Component for handling OAuth callback. **Note**: This component requires `useAuth()` to be called in a parent component first.

#### Props

| Property | Type | Required | Description |
|----------|------|----------|-------------|
| `onSuccess` | `(user: User, state?: TState) => void` | | Success callback with typed state |
| `onError` | `(error: Error) => void` | | Error callback |

#### Slots

| Slot | Props | Description |
|------|-------|-------------|
| `default` | - | Loading content |
| `error` | `{ error: Error }` | Error content |

#### Events

| Event | Payload | Description |
|-------|---------|-------------|
| `success` | `User, state?: TState` | Emitted on successful authentication with typed state |
| `error` | `Error` | Emitted on authentication error |

### `<LogoutCallback>`

Component for handling OAuth logout callback. **Note**: This component requires `useAuth()` to be called in a parent component first.

#### Props

| Property | Type | Required | Description |
|----------|------|----------|-------------|
| `onSuccess` | `(state?: TState) => void` | | Success callback with typed state |
| `onError` | `(error: Error) => void` | | Error callback |

#### Slots

| Slot | Props | Description |
|------|-------|-------------|
| `default` | - | Loading content |
| `error` | `{ error: Error }` | Error content |
| `success` | - | Success content |

#### Events

| Event | Payload | Description |
|-------|---------|-------------|
| `success` | `state?: TState` | Emitted on successful logout with typed state |
| `error` | `Error` | Emitted on logout error |

#### Usage

```vue
<!-- LogoutCallbackPage.vue -->
<script setup>
import { LogoutCallback } from 'vuethenticate'

function onSuccess(state) {
  console.log('Logout successful:', state)
  // Redirect to home or show success message
  window.location.href = '/'
}

function onError(error) {
  console.error('Logout failed:', error)
  // Handle error - redirect or show error
  window.location.href = '/error'
}
</script>

<template>
  <LogoutCallback 
    :onSuccess="onSuccess"
    :onError="onError"
  >
    <div>Processing logout...</div>
    
    <template #error="{ error }">
      <div>
        <h2>Logout Failed</h2>
        <p>{{ error.message }}</p>
      </div>
    </template>
    
    <template #success>
      <div>
        <h2>Logout Successful</h2>
        <p>You have been logged out successfully.</p>
      </div>
    </template>
  </LogoutCallback>
</template>
```

### `<SilentCallback>`

Component for handling silent token renewal callbacks.
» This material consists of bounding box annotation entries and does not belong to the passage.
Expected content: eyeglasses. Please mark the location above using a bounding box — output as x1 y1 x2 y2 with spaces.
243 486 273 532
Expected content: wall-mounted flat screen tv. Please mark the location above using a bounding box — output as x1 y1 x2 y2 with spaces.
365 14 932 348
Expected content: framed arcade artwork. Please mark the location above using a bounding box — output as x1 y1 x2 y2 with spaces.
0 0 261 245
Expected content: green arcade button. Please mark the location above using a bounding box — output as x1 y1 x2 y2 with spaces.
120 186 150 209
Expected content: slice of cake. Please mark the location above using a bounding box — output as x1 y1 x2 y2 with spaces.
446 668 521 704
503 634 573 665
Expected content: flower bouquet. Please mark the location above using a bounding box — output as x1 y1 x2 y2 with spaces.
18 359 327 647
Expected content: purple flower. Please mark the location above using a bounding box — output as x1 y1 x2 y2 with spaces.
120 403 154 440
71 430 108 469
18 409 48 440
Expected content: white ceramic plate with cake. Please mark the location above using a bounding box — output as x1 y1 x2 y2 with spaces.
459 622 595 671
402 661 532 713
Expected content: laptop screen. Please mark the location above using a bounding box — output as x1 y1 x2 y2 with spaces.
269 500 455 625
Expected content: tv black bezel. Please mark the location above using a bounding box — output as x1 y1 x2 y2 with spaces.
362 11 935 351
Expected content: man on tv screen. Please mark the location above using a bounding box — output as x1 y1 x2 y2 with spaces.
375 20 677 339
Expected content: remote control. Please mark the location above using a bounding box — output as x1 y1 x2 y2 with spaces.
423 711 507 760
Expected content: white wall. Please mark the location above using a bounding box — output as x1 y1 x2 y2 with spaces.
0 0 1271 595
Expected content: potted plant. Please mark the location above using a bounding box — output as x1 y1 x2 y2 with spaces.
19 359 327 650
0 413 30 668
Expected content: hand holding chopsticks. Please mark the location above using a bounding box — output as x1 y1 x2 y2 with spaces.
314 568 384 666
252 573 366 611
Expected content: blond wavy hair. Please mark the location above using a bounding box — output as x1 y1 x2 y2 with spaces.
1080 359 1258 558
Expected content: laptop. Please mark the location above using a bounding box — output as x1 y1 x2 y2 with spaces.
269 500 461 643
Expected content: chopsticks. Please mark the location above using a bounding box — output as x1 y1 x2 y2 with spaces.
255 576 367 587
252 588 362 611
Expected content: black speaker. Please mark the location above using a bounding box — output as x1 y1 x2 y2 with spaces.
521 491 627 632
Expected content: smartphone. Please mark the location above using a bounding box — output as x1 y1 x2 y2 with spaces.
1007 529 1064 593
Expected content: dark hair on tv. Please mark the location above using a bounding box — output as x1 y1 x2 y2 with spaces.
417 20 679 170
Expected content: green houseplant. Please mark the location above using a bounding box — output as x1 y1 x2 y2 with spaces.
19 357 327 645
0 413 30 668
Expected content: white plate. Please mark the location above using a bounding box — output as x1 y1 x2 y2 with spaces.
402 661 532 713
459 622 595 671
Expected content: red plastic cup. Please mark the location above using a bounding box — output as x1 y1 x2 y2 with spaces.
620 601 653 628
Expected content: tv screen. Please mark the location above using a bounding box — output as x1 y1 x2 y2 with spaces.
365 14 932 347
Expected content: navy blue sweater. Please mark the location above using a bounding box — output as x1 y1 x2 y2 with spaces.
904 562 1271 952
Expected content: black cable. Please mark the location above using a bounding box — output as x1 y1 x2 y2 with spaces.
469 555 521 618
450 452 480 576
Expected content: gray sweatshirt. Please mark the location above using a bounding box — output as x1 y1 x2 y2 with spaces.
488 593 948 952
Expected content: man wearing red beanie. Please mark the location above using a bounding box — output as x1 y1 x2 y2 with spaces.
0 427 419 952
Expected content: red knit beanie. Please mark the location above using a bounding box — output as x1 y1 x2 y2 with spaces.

This component should be mounted on a separate route (typically `/auth/silent-callback`) and is used internally by the library for automatic token refresh. **Note**: This component requires `useAuth()` to be called in a parent component first.

#### Props

| Property | Type | Required | Description |
|----------|------|----------|-------------|
| `onError` | `(error: Error) => void` | | Error callback for silent renewal failures |

#### Usage

```vue
<template>
  <SilentCallback :onError="handleSilentError" />
</template>

<script setup>
import { SilentCallback } from 'vuethenticate'

function handleSilentError(error) {
  console.error('Silent renewal failed:', error)
}
</script>
```

> **Note**: This component is primarily used in an iframe or popup for silent token renewal. It should be placed on a minimal page with no other content.

## Logging and Debugging

Vuethenticate provides comprehensive logging capabilities to help debug authentication flows and monitor authentication events. The logging system supports both internal library logging and configurable `oidc-client-ts` debug output.

### Log Levels

```typescript
import { LogLevel } from 'vuethenticate';

enum LogLevel {
    NONE = 0,    // No logging
    ERROR = 1,   // Only errors
    WARN = 2,    // Warnings and errors
    INFO = 3,    // Info, warnings, and errors
    DEBUG = 4,   // All messages including debug info
}
```

### Basic Logging Setup

```typescript
import { useAuth, LogLevel, consoleLogger } from 'vuethenticate';

// Enable debug logging with console output
const auth = useAuth({
    authority: 'https://your-oidc-provider.com',
    clientId: 'your-client-id',
    logLevel: LogLevel.DEBUG,
    logger: consoleLogger
});
```

### Custom Logger Implementation

```typescript
import { useAuth, LogLevel, type Logger } from 'vuethenticate';

const customLogger: Logger = {
    error: (message: string, ...args: unknown[]) => {
        // Send to your error tracking service
        console.error('[AUTH ERROR]', message, ...args);
        // Sentry.captureException(new Error(message));
    },
    warn: (message: string, ...args: unknown[]) => {
        console.warn('[AUTH WARN]', message, ...args);
    },
    info: (message: string, ...args: unknown[]) => {
        console.info('[AUTH INFO]', message, ...args);
    },
    debug: (message: string, ...args: unknown[]) => {
        if (process.env.NODE_ENV === 'development') {
            console.debug('[AUTH DEBUG]', message, ...args);
        }
    },
};

const auth = useAuth({
    authority: 'https://your-oidc-provider.com',
    clientId: 'your-client-id',
    logLevel: LogLevel.INFO,
    logger: customLogger
});
```

### Environment-Based Logging

```typescript
import { useAuth, LogLevel, consoleLogger } from 'vuethenticate';

const getLogConfig = () => {
    switch (process.env.NODE_ENV) {
        case 'development':
            return { logLevel: LogLevel.DEBUG, logger: consoleLogger };
        case 'test':
            return { logLevel: LogLevel.NONE };
        case 'production':
            return { logLevel: LogLevel.ERROR, logger: productionLogger };
        default:
            return { logLevel: LogLevel.WARN, logger: consoleLogger };
    }
};

const auth = useAuth({
    authority: 'https://your-oidc-provider.com',
    clientId: 'your-client-id',
    ...getLogConfig()
});
```

### Available Loggers

#### `consoleLogger`
Standard console output logger suitable for development.

#### `silentLogger` 
No-op logger that suppresses all output (default when no logger is specified).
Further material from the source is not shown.